Antibacterial and Cytotoxic Metabolites Produced by Streptomyces tanashiensis BYF-112 Isolated from Odontotermes formosanus

Chemical investigations of termite-associated Streptomyces tanashiensis BYF-112 led to the discovery of four new alkaloid derivatives, vegfrecines A and B ( 1 and 2 ), exfoliazone A ( 3 ), and venezueline H ( 7 ), along with nine known metabolites ( 4 - 6 , 8 - 13 ).

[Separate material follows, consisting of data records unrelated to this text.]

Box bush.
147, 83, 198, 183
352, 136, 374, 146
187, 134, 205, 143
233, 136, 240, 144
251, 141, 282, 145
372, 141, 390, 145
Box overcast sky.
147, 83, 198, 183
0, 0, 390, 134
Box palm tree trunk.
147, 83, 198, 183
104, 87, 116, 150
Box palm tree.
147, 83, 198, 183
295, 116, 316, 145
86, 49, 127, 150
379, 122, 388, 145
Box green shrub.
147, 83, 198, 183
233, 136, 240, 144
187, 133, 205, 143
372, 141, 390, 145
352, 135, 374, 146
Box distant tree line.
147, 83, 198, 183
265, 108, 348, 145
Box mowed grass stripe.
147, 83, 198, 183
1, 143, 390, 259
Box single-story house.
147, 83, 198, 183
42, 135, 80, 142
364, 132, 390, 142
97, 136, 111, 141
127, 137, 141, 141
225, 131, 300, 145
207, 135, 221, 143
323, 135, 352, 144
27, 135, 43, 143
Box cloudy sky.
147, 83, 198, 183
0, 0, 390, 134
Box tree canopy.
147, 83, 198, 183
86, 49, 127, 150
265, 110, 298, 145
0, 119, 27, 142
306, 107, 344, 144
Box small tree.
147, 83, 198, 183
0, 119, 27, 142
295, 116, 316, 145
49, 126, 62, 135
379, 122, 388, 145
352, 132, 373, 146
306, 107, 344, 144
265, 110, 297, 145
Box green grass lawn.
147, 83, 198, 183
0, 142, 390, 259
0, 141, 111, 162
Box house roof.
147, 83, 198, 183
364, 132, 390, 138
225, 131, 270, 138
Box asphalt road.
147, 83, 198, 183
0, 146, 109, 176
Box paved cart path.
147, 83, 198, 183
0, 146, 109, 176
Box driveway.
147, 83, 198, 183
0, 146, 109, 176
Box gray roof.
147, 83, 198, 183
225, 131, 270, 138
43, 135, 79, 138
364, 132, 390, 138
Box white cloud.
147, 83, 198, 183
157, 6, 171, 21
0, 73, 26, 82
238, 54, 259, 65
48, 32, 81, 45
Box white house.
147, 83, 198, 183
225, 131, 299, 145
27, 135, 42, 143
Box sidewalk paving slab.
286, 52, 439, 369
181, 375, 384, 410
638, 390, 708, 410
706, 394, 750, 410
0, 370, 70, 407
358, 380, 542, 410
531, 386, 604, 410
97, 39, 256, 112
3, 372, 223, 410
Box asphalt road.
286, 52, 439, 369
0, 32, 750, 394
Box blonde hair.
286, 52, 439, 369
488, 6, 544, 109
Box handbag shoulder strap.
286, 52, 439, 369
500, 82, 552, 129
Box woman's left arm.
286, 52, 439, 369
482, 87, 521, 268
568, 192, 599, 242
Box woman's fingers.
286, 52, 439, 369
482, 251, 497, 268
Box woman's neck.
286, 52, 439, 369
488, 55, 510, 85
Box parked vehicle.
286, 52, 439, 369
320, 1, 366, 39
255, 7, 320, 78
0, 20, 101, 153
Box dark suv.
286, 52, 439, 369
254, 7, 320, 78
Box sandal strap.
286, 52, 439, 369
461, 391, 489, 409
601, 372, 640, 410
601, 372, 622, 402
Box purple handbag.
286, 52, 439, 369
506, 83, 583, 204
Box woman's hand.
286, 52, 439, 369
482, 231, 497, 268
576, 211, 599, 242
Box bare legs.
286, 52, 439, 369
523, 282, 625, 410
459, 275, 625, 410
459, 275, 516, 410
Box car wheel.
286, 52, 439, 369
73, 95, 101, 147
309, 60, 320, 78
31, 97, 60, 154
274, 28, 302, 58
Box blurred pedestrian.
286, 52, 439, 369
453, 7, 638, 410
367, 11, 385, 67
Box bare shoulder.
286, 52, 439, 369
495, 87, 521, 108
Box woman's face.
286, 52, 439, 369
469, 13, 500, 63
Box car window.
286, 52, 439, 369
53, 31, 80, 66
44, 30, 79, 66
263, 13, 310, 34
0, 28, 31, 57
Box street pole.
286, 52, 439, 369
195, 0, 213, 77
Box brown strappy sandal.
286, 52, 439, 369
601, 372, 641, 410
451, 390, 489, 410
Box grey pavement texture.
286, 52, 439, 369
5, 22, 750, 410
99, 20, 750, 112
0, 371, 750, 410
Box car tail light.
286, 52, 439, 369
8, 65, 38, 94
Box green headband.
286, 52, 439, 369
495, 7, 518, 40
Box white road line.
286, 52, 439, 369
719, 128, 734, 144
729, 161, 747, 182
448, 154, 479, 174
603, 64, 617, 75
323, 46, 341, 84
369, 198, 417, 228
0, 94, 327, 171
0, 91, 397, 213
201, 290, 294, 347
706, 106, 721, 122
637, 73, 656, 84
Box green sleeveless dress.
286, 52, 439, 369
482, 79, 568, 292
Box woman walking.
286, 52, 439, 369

Their structures were determined by spectroscopic data analysis and compared with those reported. The antibacterial bioassay indicated that viridomycin A ( 11 ) showed strong antibacterial activity against Staphylococcus aureus with a zone of inhibition (ZOI) value of 12.67 mm, compared to that of the positive gentamicin sulfate with a ZOI value of 17.67 mm. Viridomycin A ( 11 ) also exhibited moderate antibacterial activity against Micrococcus tetragenus and Pseudomonas syringae pv. actinidae with the ZOI values of 15.50 and 14.33 mm, which was weaker than those of positive gentamicin sulfate with the ZOI value of 34.67 and 24.00 mm, respectively. Besides, viridomycin F ( 12 ) exhibited moderate antibacterial effects against S. aureus, M. tetragenus and P. syringae pv. actinidae with the ZOI values of 8.33, 16.50, and 10.83 mm, respectively. Moreover, the cytotoxic bioassay showed that viridobruunine A ( 5 ), exfoliazone ( 6 ), viridomycin A ( 11 ), and X-14881E ( 13 ) displayed significant cytotoxicity against human malignant melanoma cell lines (A375), human ovarian cancer cell lines (SKOV-3), and human gastric cancer cell lines (MGC-803) with the IC₅₀ values ranging from 4.61-19.28 μM. Additionally, a putative biosynthetic gene cluster (BGC) responsible for compounds 1 - 12 was proposed using bioinformatic analysis of the full genome of S. tanashiensis. The secondary metabolites of insect-associated S. tanashiensis BYF-112 might be a potential source to exploit the novel antibacterial and anticancer agents.